AWS Big Data Blog

Achieve fine-grained data security with row-level access control in Amazon Redshift

Amazon Redshift is a fully managed, petabyte-scale data warehouse service in the cloud. With Amazon Redshift, you can analyze all your data to derive holistic insights about your business and your customers. One of the challenges with security is that enterprises want to provide fine-grained access control at the row level for sensitive data. You can do this by creating views or using different databases and schemas for different users. However, this approach isn’t scalable and becomes complex to maintain over time. Customers have asked us to simplify the process of securing their data by providing the ability to control granular access.

Row-level security (RLS) in Amazon Redshift is built on the foundation of role-based access control (RBAC). RLS allows you to control which users or roles can access specific records of data within tables, based on security policies that are defined at the database object level. This new RLS capability in Amazon Redshift enables you to dynamically filter existing rows of data in a table. This is in addition to column-level access control, where you can grant users permissions to a subset of columns. Now you can combine column-level access control with RLS policies to further restrict access to particular rows of visible columns.

In this post, we explore the row-level security features of Amazon Redshift and how you can use roles to simplify managing privileges required to your end-users.

Customer feedback

TrustLogix is a Norwest Venture Partners backed cloud security startup in the Data Security Governance space. TrustLogix delivers powerful monitoring, observability, audit, and fine-grained data entitlement capabilities that empower Amazon Redshift clients to implement data-centric security for their digital transformation initiatives.

“We’re excited about this new and deeper level of integration with Amazon Redshift. Our joint customers in security-forward and highly regulated sectors including financial services, healthcare, and pharmaceutical need to have incredibly fine-grained control over which users are allowed to access what data, and under which specific contexts. The new row-level security capabilities will allow our customers to precisely dictate data access controls based on their business entitlements while abstracting them away from the technical complexities. The new Amazon Redshift RLS capability will enable our joint customers to model policies at the business level, deploy and enforce them via a security-as-code model, ensuring secure and consistent access to their sensitive data.”
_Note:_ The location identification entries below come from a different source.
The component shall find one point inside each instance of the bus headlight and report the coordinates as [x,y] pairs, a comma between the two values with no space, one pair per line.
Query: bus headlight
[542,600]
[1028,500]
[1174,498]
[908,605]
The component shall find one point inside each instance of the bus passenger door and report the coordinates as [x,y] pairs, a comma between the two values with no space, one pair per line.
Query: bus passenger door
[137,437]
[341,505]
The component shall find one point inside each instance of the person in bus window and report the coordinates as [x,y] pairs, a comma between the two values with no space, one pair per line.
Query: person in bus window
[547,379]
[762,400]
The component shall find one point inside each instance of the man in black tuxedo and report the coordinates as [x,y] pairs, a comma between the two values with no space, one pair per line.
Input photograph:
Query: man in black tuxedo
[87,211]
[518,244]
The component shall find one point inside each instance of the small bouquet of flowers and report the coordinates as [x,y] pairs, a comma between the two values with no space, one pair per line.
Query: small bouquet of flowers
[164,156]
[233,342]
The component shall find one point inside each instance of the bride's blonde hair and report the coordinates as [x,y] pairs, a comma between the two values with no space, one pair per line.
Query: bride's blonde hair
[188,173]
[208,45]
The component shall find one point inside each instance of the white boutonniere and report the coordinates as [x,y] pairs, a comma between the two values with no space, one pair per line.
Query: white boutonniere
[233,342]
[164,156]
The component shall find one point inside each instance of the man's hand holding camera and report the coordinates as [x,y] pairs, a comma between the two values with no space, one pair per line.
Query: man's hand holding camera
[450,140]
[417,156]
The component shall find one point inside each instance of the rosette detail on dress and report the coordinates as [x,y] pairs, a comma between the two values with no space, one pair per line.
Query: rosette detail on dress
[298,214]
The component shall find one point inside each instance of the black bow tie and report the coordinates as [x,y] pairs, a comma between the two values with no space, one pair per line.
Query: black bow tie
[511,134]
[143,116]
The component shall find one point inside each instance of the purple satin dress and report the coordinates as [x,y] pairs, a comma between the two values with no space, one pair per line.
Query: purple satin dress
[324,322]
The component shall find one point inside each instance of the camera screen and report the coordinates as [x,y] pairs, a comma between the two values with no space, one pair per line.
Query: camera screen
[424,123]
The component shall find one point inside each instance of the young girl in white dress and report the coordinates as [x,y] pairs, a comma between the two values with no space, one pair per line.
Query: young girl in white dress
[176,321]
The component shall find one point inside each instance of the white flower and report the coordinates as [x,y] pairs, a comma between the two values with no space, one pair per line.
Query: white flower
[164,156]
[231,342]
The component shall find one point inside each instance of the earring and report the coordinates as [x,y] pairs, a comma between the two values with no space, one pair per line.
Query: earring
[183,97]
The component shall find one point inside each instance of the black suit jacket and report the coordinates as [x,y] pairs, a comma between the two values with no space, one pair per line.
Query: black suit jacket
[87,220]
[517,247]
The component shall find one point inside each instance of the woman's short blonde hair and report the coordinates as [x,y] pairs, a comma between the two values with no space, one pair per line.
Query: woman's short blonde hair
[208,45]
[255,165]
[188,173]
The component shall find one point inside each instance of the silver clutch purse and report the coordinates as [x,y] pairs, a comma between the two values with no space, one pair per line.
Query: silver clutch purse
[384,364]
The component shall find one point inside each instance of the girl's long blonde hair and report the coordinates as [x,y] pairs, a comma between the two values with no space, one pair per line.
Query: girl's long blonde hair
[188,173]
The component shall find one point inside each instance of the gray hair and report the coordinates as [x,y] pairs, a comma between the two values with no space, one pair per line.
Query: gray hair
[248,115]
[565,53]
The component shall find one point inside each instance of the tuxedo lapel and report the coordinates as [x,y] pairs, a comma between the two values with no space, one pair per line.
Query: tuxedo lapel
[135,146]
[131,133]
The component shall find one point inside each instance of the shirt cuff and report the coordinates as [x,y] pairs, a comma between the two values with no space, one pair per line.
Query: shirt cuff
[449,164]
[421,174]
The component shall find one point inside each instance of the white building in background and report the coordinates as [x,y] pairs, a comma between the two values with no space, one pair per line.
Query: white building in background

-Ganesh Kirti, founder and CEO of TrustLogix.

Overview of row-level security in Amazon Redshift

Row-level security allows you to restrict some records to certain users or roles, depending on the content of those records. With RLS, you can define policies to enforce fine-grained row-level access control. When creating RLS policies, you can specify expressions that control whether Amazon Redshift returns any existing rows in a table in a query. With RLS policies limiting access, you don’t have to add or externalize additional conditions in your queries. You can attach multiple policies to a table, and a single policy can be attached to multiple tables, making this implementation relationship many-to-many. Once attached, the RLS policy is applied on a relation and a set of users or roles, to run SELECT, UPDATE, and DELETE operations. All attached RLS policies have to evaluate together to true for a record to be returned by query. The RBAC built-in role, security admin, is responsible for managing the policies.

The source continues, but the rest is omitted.